Two Facebook insiders have sold massive amounts of shares awarded to them during the highly-anticipated IPO in the last two weeks. Earlier this week, Peter Thiel sold $400 million worth of shares in the company. Adding to that, Facebook co-founder Dustin Moskovitz sold 900,000 shares in the course of the last six consecutive business days.
Moskovitz, Mark Zuckerberg’s Harvard roommate, has unloaded 150,000 shares per business day since Friday, earning over $16.5 million dollars. Moskovitz still owns 6.6 million Facebook Class A shares, and 126.2 million Class B shares. Current Facebook director Peter Thiel sold approximately $400 million in shares of the company when his “lockup” expired last week.
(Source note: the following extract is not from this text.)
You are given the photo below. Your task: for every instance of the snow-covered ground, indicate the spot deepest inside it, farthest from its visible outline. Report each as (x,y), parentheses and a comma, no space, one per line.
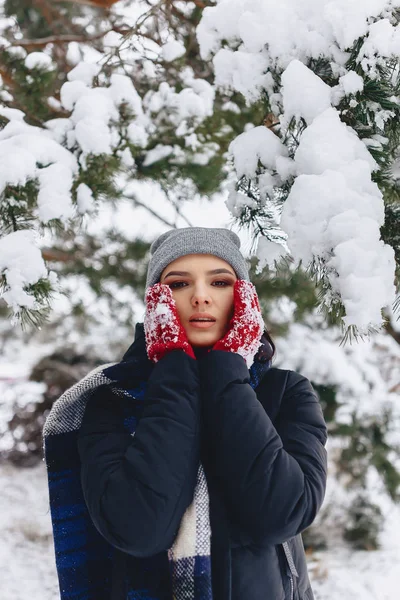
(28,567)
Companies generally impose “lockup” status on insider shares for three months to a year after an IPO to regulate the release of shares on the free market to prevent exactly what’s been happening to the share price. Market capitalization has dropped to $42.6 billion since the IPO. The lockup expires on a group of 1.22 billion IPO and founder shares on November 14.
Facebook stock hit a record low on August 17, sinking to just over half the IPO price, as insiders and the first investors in the company became eligible to unload the shares locked up by federal trading restrictions since the commencement of sales. Experts said in response to the drop that the value of the stock and company could plummet further if early purchasers and employees saturate the market with their shares of stock as more lockups expire before the end of the year.